Ten p.m. at Ryder Trauma Center in Miami: A gunshot victim in his late twenties has just been cut open from sternum to groin, exposing glistening organs that quiver and pulse. The attending physician, Fahim Habib, and two surgeons in training—a fellow and a resident—are using powerful retractors to pry apart the giant incision. Then four, five, even six hands at a time reach in and begin probing for the source of the bleeding. Soon the man’s gut is piled on top of his body like a mound of spaghetti. Working side by side, the fellow and the resident begin gently unraveling the intestine, inspecting it for damage a foot at a time. “Clear!” they call out again and again. Thirty-one feet later, they get to the large intestine, and finally, the bladder. A small incision is made in the organ. Instantly it begins disgorging blood. Habib plunges a finger deep inside it and feels around. The gushing, he determines, is coming from the neck of the bladder. A plan is hatched to stanch the bleeding, and three hours later, the operation ends successfully. Habib’s work, however, has just begun. Before the night is over, he will go on to treat another gunshot victim as well as four people battered in car crashes.
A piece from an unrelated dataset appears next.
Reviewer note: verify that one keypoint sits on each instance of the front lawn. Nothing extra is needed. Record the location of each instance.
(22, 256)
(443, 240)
Founded in 1992, Ryder is one of the country’s oldest and busiest critical care facilities; about 4,000 people come through its doors each year. But Ryder physicians do far more than local emergency trauma care. They train all Army forward surgical teams for deployment in Iraq and Afghanistan. They are developing better methods of triage and making improvements in surgical techniques. The center has even been a prime mover—through its extensive exposure to auto injuries—in enhancing automobile safety and expediting treatment of crash victims. It is also a pioneer in the development of trauma telemedicine, the pairing of robots and advanced telecommunications technology to extend the expertise of its specialists around the globe. Small wonder the institution is viewed as a trendsetter and a paragon of care in the field.
Located at the University of Miami/Jackson Memorial Medical Center, Ryder is one of only three freestanding facilities in the United States designed from the ground up as a trauma center, making it a model of streamlined efficiency. Housed within the structure is everything needed to do the job: resuscitation bays, operating rooms, CT scanners, an intensive care unit, a burn unit, and a rehabilitation department. On the building’s roof is a helipad (40 percent of its patients come by air). Ryder owes much of its success to the fact that Florida was among the first states to have a coordinated 911 system and was at the forefront of setting up regionalized networks for transporting patients quickly to hospitals with the equipment and expertise to treat their injuries. Florida invested heavily in both Ryder and in a community-based system of care—and it paid rich dividends. Trauma is the leading killer of people aged 1 to 44, and Florida’s system has reduced preventable deaths from serious injury by half. Many other states have not made the same commitment (see page 65). In large swaths of the country, trauma care is quite literally in need of emergency resuscitation.
A man with an arrow in his head, a baby with a crushed skull, a teen with a knife plunged so deep in his belly only the handle is visible. A relentless onslaught of catastrophic injuries comes through Ryder, making it an ideal training ground for doctors preparing for both civilian medicine and the battlefield. In addition to having one of the largest fellowship programs in the country, Ryder is responsible for instructing military surgical teams made up of doctors, nurse-anesthetists, nurses, and technicians—20 people in each unit—before deployment overseas. Many team members have seen little in the way of severe injury beforehand, and it is the job of Lieutenant Colonel Donald Robinson to bring them up to speed in just two weeks. To that end, he relies heavily on a $200,000 mannequin that looks and behaves remarkably like a real patient. It breathes, urinates, oozes blood, and even cries out in pain. A microphone is embedded in its head, and Robinson himself provides some of the sound effects. “I groan, swear, and scream out things like ‘Get away from me!’?” he says. During training, the teams practice resuscitating the high-tech dummy, which can be programmed to mimic any number of dire casualties—for example, it may go into cardiac arrest or need a limb amputated. Thanks to these mock trials, Robinson says, the teams can rapidly progress to the core part of their training: assisting in the treatment of real patients.
Just as important as its teaching mission, Ryder invests huge resources in finding better methods of caring for trauma patients. A big concern, for example, is triage. As many as 40 percent of injured people flown in or rushed by ambulance to Ryder are discharged the same day they arrive. That’s a clear indicator they never needed to be there in the first place. Conversely, others appear unscathed after an accident—and may even decline treatment, only to deteriorate rapidly 20 minutes later from an unsuspected internal injury.